This quickstart DAG demonstrates how to create a Snowflake connection in Airflow and use the `SnowflakeOperator` to execute SQL commands. It first defines a DAG, then creates a table, inserts sample data, and finally queries the data, printing the results to the task logs. Ensure your Airflow environment has a Snowflake connection named `snowflake_default` (or the value of `SNOWFLAKE_CONN_ID` environment variable) configured with appropriate credentials (e.g., account, login, password, warehouse, database, schema).

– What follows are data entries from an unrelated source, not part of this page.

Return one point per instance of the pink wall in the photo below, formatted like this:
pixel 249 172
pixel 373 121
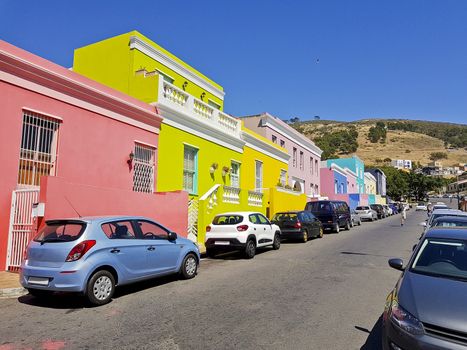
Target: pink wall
pixel 98 129
pixel 170 209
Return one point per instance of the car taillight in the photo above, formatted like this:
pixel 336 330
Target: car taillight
pixel 79 250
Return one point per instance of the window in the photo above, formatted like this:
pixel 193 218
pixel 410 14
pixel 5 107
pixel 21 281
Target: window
pixel 119 230
pixel 283 178
pixel 166 77
pixel 190 170
pixel 38 152
pixel 150 230
pixel 214 104
pixel 258 175
pixel 235 174
pixel 143 168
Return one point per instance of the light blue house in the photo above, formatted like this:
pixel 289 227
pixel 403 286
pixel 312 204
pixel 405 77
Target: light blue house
pixel 356 165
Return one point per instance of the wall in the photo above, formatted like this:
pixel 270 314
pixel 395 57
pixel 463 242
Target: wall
pixel 170 160
pixel 111 62
pixel 169 209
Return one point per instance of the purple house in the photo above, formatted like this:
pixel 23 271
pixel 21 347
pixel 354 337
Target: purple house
pixel 305 156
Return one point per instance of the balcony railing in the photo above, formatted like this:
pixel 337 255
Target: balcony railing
pixel 255 198
pixel 178 99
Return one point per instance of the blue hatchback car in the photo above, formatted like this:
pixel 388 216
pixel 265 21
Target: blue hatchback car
pixel 92 255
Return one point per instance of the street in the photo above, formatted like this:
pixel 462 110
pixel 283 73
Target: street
pixel 325 294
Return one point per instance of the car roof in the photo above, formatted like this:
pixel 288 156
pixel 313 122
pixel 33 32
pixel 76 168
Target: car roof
pixel 441 232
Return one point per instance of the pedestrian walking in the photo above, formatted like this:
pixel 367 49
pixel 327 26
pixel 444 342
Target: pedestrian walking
pixel 403 215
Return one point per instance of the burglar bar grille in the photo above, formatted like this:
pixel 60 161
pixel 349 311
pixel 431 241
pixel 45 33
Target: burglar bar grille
pixel 144 164
pixel 38 152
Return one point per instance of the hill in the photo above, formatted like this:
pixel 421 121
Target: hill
pixel 399 139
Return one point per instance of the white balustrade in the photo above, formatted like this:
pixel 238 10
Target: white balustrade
pixel 231 195
pixel 195 108
pixel 255 199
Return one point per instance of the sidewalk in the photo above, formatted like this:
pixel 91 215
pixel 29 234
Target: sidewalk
pixel 10 286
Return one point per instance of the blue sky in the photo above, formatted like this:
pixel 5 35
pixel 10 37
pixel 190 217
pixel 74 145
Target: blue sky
pixel 377 58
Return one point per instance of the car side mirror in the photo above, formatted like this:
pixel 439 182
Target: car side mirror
pixel 396 264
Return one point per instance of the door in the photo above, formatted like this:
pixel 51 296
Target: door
pixel 128 251
pixel 162 255
pixel 266 235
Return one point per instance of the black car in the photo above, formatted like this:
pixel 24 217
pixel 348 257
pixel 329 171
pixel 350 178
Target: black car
pixel 298 225
pixel 379 210
pixel 332 214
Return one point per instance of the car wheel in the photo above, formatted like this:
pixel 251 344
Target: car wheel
pixel 100 288
pixel 250 249
pixel 305 236
pixel 277 242
pixel 210 253
pixel 189 266
pixel 39 293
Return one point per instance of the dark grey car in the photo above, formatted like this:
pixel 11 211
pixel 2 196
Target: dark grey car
pixel 428 307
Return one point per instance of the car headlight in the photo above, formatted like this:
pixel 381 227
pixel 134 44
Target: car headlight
pixel 404 320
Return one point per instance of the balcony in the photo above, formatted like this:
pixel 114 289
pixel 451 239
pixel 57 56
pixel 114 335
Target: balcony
pixel 175 99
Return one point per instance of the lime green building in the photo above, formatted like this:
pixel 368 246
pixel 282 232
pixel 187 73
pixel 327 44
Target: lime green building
pixel 202 150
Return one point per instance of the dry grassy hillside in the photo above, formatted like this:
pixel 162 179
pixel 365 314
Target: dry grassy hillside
pixel 399 144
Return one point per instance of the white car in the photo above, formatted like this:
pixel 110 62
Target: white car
pixel 244 231
pixel 421 206
pixel 366 213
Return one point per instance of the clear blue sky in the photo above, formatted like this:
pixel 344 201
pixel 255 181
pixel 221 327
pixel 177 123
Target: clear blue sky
pixel 377 58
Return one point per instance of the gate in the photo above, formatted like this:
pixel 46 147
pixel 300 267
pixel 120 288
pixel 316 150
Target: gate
pixel 21 225
pixel 192 229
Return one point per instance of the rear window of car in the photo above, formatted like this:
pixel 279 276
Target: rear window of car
pixel 60 231
pixel 227 220
pixel 285 217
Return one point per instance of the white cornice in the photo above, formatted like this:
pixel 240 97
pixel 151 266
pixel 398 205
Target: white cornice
pixel 156 54
pixel 291 134
pixel 265 148
pixel 196 126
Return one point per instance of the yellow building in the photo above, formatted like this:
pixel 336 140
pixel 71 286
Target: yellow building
pixel 202 150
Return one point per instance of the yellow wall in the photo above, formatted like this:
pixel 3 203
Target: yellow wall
pixel 170 160
pixel 112 63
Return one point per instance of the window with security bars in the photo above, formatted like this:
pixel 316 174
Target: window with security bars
pixel 190 166
pixel 38 150
pixel 143 168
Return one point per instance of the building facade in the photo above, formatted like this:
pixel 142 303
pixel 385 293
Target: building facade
pixel 305 157
pixel 73 147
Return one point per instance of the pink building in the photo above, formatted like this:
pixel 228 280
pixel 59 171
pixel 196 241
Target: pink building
pixel 305 156
pixel 70 145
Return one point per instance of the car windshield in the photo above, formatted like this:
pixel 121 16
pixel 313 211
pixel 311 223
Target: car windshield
pixel 227 220
pixel 60 231
pixel 285 217
pixel 445 258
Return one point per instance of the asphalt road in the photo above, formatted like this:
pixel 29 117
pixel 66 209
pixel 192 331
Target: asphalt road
pixel 328 293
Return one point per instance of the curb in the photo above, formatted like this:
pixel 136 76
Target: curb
pixel 12 292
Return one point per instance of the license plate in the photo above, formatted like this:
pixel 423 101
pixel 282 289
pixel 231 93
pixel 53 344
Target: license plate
pixel 41 281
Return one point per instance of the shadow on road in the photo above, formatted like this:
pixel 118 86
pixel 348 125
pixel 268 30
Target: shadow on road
pixel 373 342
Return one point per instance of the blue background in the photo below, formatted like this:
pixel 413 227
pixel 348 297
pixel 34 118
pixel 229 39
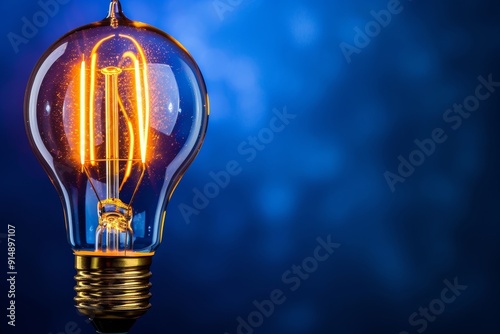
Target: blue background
pixel 322 175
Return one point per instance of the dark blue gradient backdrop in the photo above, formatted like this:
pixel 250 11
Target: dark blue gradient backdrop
pixel 315 106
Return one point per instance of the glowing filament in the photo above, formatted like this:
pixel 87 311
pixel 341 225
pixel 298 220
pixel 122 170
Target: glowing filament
pixel 82 112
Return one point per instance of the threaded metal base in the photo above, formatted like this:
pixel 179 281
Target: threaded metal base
pixel 112 291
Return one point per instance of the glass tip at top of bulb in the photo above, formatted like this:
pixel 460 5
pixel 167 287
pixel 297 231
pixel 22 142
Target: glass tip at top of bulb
pixel 115 13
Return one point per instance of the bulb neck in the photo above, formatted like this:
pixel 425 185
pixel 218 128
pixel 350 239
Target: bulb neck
pixel 112 291
pixel 115 13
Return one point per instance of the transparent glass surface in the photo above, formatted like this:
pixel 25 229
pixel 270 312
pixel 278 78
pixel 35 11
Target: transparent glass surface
pixel 116 112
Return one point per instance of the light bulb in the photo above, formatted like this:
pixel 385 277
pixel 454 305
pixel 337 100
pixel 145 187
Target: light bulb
pixel 115 111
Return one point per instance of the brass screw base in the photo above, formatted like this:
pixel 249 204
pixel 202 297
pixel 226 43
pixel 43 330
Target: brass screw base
pixel 112 291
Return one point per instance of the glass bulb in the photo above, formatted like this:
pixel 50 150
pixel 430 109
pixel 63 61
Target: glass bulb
pixel 115 111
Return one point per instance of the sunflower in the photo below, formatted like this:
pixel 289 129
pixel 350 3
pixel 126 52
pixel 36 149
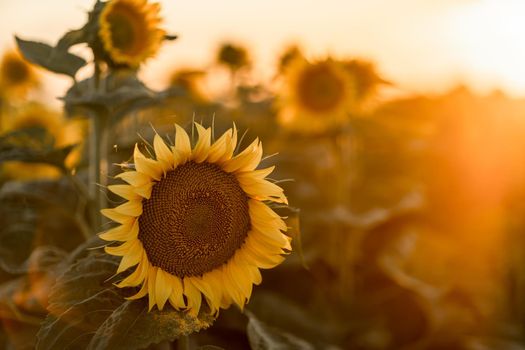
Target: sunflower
pixel 129 31
pixel 197 225
pixel 64 133
pixel 315 96
pixel 17 76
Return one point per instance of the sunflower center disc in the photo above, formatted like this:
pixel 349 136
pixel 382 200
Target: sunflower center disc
pixel 195 220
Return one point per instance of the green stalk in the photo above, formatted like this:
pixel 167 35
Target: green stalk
pixel 183 343
pixel 98 157
pixel 98 168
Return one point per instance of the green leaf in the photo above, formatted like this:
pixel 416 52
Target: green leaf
pixel 38 214
pixel 32 145
pixel 131 326
pixel 57 60
pixel 264 337
pixel 71 38
pixel 118 94
pixel 87 311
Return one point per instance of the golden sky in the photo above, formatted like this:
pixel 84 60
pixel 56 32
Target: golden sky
pixel 421 45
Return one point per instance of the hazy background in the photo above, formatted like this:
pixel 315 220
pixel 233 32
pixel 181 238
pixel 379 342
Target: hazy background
pixel 422 45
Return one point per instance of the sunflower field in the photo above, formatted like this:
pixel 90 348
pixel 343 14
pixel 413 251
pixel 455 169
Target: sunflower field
pixel 305 212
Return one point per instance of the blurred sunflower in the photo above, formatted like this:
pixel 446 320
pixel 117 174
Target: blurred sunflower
pixel 315 96
pixel 64 133
pixel 17 76
pixel 196 222
pixel 129 31
pixel 191 81
pixel 233 56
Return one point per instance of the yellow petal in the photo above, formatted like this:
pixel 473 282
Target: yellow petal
pixel 145 190
pixel 205 288
pixel 138 276
pixel 262 190
pixel 230 286
pixel 260 210
pixel 202 148
pixel 134 178
pixel 122 233
pixel 193 296
pixel 112 214
pixel 218 148
pixel 124 191
pixel 182 145
pixel 130 259
pixel 164 154
pixel 176 298
pixel 162 288
pixel 131 208
pixel 247 160
pixel 275 242
pixel 141 293
pixel 242 279
pixel 255 274
pixel 128 247
pixel 231 143
pixel 146 166
pixel 152 278
pixel 258 256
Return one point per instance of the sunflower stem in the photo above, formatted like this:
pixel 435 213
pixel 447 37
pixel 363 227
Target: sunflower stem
pixel 183 343
pixel 98 148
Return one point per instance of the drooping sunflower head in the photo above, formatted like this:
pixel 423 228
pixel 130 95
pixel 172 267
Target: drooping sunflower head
pixel 17 76
pixel 197 224
pixel 191 81
pixel 233 56
pixel 64 133
pixel 129 31
pixel 315 96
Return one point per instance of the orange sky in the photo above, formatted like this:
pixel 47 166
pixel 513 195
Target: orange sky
pixel 422 45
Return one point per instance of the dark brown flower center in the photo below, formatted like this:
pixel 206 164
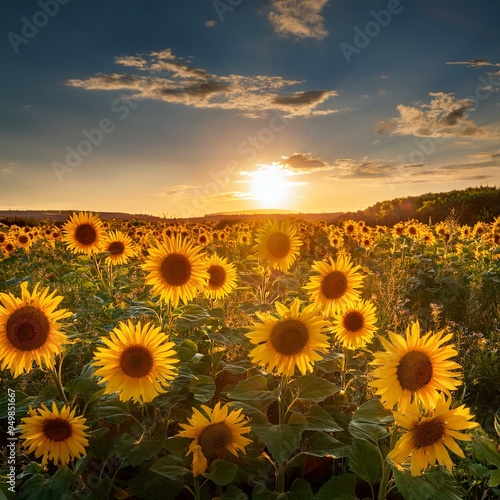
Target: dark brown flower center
pixel 136 361
pixel 214 439
pixel 57 429
pixel 428 432
pixel 85 234
pixel 289 336
pixel 353 321
pixel 217 276
pixel 414 370
pixel 176 269
pixel 116 248
pixel 334 285
pixel 278 245
pixel 27 328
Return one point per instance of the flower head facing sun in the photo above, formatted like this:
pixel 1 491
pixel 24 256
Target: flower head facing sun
pixel 29 329
pixel 176 270
pixel 294 340
pixel 355 325
pixel 415 367
pixel 84 233
pixel 137 362
pixel 278 244
pixel 222 277
pixel 430 434
pixel 57 435
pixel 214 434
pixel 119 246
pixel 336 286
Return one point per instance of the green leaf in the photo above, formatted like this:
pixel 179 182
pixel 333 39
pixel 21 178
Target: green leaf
pixel 341 487
pixel 186 350
pixel 430 486
pixel 364 460
pixel 281 440
pixel 171 467
pixel 494 479
pixel 366 431
pixel 373 411
pixel 313 388
pixel 136 451
pixel 221 472
pixel 318 419
pixel 202 387
pixel 300 490
pixel 320 444
pixel 485 451
pixel 253 389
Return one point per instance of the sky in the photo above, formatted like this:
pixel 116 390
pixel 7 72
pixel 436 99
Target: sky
pixel 182 109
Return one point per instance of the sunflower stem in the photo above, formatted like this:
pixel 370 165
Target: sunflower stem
pixel 57 376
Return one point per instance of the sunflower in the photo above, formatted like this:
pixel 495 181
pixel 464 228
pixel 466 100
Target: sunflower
pixel 355 325
pixel 136 363
pixel 58 435
pixel 215 434
pixel 430 433
pixel 336 285
pixel 84 233
pixel 176 270
pixel 292 340
pixel 222 280
pixel 29 329
pixel 278 244
pixel 414 367
pixel 119 246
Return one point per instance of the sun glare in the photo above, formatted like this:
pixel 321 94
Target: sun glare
pixel 270 187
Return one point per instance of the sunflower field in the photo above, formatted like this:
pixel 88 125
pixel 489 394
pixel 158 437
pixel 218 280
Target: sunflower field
pixel 279 359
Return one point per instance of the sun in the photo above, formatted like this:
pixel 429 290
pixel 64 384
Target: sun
pixel 270 187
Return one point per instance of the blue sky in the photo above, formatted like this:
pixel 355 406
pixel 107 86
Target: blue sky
pixel 196 107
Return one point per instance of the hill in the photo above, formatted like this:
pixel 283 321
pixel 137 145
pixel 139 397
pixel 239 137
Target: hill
pixel 470 206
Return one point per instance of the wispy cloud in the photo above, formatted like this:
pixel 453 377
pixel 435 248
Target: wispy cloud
pixel 475 63
pixel 299 18
pixel 164 77
pixel 443 116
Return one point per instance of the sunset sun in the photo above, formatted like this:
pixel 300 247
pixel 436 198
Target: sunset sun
pixel 270 187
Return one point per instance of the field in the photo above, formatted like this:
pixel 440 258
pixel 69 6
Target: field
pixel 250 359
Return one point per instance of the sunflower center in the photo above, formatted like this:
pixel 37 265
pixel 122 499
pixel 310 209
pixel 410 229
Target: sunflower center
pixel 278 245
pixel 414 370
pixel 429 432
pixel 175 269
pixel 27 328
pixel 116 248
pixel 217 276
pixel 57 429
pixel 85 234
pixel 136 361
pixel 214 439
pixel 289 337
pixel 353 321
pixel 334 285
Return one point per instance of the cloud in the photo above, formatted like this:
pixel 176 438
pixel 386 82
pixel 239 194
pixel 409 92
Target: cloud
pixel 303 163
pixel 443 116
pixel 299 18
pixel 475 63
pixel 163 77
pixel 480 166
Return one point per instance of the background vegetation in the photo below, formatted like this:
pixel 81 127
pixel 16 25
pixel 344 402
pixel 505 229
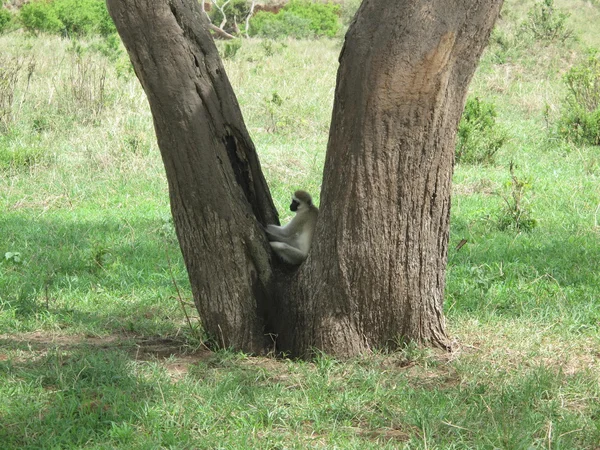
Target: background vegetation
pixel 95 347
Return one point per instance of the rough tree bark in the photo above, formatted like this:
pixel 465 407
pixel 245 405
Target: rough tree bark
pixel 219 197
pixel 376 271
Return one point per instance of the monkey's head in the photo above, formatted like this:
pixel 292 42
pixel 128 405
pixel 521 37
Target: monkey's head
pixel 300 200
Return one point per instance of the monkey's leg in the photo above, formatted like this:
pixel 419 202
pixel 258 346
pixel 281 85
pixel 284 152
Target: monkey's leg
pixel 289 254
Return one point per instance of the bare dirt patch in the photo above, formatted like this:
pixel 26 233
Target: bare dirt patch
pixel 174 355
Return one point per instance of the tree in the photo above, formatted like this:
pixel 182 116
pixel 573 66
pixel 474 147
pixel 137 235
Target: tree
pixel 376 271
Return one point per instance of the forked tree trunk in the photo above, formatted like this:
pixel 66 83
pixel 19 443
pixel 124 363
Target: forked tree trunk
pixel 219 197
pixel 375 274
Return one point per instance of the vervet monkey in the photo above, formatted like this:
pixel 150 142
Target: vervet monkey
pixel 292 242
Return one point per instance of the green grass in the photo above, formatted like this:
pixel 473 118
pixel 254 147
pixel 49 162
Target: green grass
pixel 95 350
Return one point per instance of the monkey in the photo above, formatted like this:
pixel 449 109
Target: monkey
pixel 292 241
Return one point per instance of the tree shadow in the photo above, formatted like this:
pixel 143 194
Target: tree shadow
pixel 71 391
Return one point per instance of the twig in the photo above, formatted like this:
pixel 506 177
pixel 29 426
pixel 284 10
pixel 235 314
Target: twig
pixel 250 14
pixel 180 297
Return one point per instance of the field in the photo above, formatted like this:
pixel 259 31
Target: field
pixel 100 345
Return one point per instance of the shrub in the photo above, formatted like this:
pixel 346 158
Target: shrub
pixel 580 117
pixel 479 136
pixel 546 23
pixel 274 26
pixel 39 16
pixel 298 19
pixel 81 17
pixel 516 214
pixel 235 10
pixel 5 19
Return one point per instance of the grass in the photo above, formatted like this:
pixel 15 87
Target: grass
pixel 95 351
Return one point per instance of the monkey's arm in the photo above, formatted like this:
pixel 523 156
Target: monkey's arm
pixel 289 254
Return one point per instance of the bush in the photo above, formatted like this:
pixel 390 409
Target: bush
pixel 235 9
pixel 82 17
pixel 39 16
pixel 516 213
pixel 5 19
pixel 580 117
pixel 479 136
pixel 298 19
pixel 69 17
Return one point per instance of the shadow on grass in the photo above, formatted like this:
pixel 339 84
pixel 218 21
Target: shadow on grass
pixel 115 271
pixel 537 274
pixel 74 391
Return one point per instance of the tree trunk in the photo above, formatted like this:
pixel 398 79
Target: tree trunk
pixel 219 197
pixel 376 272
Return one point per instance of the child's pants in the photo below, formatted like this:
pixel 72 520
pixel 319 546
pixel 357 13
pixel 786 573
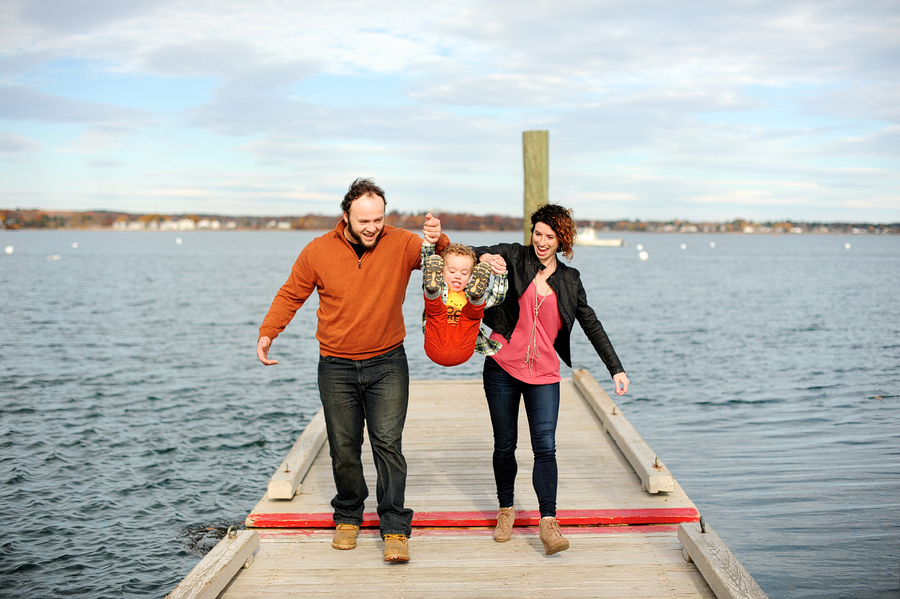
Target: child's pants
pixel 447 344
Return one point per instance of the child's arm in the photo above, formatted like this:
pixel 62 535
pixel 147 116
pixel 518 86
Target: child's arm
pixel 497 292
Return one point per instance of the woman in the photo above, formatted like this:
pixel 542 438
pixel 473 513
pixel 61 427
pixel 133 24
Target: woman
pixel 532 327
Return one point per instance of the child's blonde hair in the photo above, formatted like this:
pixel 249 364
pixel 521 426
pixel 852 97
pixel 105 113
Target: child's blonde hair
pixel 458 249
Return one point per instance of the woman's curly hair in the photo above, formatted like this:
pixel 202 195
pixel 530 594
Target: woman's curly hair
pixel 560 220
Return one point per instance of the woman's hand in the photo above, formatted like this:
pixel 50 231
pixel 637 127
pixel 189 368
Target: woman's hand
pixel 621 382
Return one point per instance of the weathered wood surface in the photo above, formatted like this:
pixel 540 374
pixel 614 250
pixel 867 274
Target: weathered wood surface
pixel 536 167
pixel 655 477
pixel 286 482
pixel 723 572
pixel 620 562
pixel 218 567
pixel 448 445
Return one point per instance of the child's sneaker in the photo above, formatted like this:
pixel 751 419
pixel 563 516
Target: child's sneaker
pixel 434 266
pixel 481 276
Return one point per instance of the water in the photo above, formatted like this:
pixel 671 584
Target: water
pixel 137 422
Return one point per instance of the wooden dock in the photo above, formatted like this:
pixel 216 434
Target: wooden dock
pixel 632 529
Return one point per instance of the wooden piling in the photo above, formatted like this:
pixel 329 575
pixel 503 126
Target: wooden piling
pixel 536 159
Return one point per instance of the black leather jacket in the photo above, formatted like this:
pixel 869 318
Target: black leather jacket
pixel 522 265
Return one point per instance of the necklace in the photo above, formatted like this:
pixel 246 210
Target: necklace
pixel 531 353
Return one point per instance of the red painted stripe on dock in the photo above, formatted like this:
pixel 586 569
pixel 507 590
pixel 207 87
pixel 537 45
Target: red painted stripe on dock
pixel 453 519
pixel 267 534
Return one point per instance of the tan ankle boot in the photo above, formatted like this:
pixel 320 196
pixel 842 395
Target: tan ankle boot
pixel 551 537
pixel 505 519
pixel 345 536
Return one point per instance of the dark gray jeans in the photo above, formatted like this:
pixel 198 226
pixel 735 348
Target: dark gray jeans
pixel 371 394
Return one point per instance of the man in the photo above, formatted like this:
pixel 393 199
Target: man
pixel 360 270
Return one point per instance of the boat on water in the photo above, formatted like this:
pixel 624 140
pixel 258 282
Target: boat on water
pixel 587 236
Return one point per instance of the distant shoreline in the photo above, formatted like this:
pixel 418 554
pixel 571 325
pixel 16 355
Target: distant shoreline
pixel 100 220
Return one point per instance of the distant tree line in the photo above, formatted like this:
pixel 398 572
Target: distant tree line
pixel 102 219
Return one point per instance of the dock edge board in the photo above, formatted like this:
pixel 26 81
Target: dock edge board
pixel 218 567
pixel 523 518
pixel 286 481
pixel 724 574
pixel 655 477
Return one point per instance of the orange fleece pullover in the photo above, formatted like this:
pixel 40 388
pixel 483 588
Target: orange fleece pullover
pixel 360 299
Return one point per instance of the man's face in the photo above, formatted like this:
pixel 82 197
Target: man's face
pixel 365 220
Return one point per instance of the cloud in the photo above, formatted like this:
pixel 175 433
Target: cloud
pixel 10 143
pixel 73 16
pixel 23 103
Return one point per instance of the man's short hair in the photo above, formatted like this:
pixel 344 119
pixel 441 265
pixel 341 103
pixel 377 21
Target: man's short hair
pixel 359 188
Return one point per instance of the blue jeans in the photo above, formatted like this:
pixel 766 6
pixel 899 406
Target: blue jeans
pixel 542 408
pixel 371 394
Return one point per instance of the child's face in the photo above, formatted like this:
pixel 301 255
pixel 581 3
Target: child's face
pixel 457 271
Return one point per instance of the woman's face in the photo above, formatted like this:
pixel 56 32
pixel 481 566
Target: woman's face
pixel 544 241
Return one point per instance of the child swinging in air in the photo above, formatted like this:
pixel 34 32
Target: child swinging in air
pixel 457 290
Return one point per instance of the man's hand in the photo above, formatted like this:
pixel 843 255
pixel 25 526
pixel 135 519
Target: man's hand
pixel 432 229
pixel 262 351
pixel 621 382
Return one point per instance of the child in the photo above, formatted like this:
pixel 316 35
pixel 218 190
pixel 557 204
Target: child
pixel 456 292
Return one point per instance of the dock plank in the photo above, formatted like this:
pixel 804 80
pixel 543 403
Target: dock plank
pixel 448 445
pixel 624 564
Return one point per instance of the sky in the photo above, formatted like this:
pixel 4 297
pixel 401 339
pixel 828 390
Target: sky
pixel 656 110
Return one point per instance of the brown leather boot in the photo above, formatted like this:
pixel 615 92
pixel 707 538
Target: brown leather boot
pixel 552 539
pixel 345 536
pixel 505 519
pixel 396 548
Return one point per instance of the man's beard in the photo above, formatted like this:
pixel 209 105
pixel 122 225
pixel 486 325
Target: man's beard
pixel 360 241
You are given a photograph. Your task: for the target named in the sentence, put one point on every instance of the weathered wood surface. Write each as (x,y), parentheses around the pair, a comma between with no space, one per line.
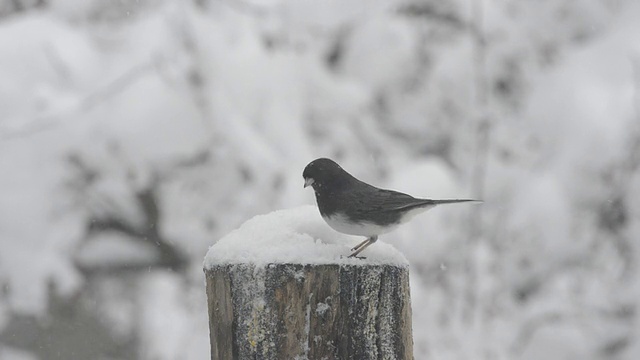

from __future__ import annotations
import os
import pendulum

from airflow.models.dag import DAG
from airflow.providers.snowflake.operators.snowflake import SnowflakeOperator

SNOWFLAKE_CONN_ID = os.environ.get('SNOWFLAKE_CONN_ID', 'snowflake_default')

with DAG(
    dag_id='snowflake_quickstart_example',
    start_date=pendulum.datetime(2023, 1, 1, tz='UTC'),
    catchup=False,
    schedule=None,
    tags=['snowflake', 'example'],
    doc_md="""### Snowflake Quickstart DAG
    This DAG demonstrates a basic interaction with Snowflake using the SnowflakeOperator.
    It creates a table, inserts data, and then queries the table.
    """,
) as dag:
    create_table = SnowflakeOperator(
        task_id='create_snowflake_table',
        snowflake_conn_id=SNOWFLAKE_CONN_ID,
        sql=(
            "CREATE TABLE IF NOT EXISTS AIRFLOW_TEST_TABLE (id INTEGER, name VARCHAR);"
        ),
    )

    insert_data = SnowflakeOperator(
        task_id='insert_data_into_table',
        snowflake_conn_id=SNOWFLAKE_CONN_ID,
        sql="INSERT INTO AIRFLOW_TEST_TABLE (id, name) VALUES (1, 'Airflow'), (2, 'Snowflake');",
    )

    query_data = SnowflakeOperator(
        task_id='query_snowflake_table',
        snowflake_conn_id=SNOWFLAKE_CONN_ID,
        sql="SELECT * FROM AIRFLOW_TEST_TABLE;",
        handler=lambda cursor: [print(row) for row in cursor.fetchall()],
    )

    # Define task dependencies
    create_table >> insert_data >> query_data